Quelques semaines plus tard, Brésil de Fato a révélé un autre cas de torture dans les locaux de la chaîne, avec une vidéo d'agents de sécurité torturant psychologiquement un enfant et punissant un homme.

Le 12 décembre, un tribunal de São Paulo a acquitté les gardiens du crime de torture et les a condamnés pour lésions corporelles.

Paraisópolis

1er décembre

Une danse funk dans l'une des plus grandes favelas de São Paulo s'est transformée en tragédie le 11 décembre après l'invasion des locaux par la police, prétendument à la poursuite de deux suspects.  A cette occasion, neuf jeunes ont été piétinés à mort.

La police a tiré des bombes lacrymogènes sur la foule et a attaqué les personnes présentes.
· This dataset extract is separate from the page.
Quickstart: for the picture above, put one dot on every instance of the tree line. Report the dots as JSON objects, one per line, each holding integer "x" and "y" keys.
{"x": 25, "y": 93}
Un rapport a montré que les victimes sont mortes par "asphyxie mécanique", mais les policiers seront accusés d'homicide involontaire.

Projet de loi " Anti-crime

4 décembre

Le 4 décembre, le gouvernement a consacré ses efforts à l'approbation du projet de loi " anti-crime " du ministre de la Justice Sergio Moro au Congrès national et au Sénat.

Malgré l'approbation du " paquet ", les parlementaires ont modifié le texte original, ce qui peut être considéré comme une défaite partielle pour le gouvernement de Jair Bolsonaro, qui cherche à imposer des politiques plus conservatrices et le recours à la force.

*Il s'agit de la troisième partie de la série de rapports Rétrospective 2019.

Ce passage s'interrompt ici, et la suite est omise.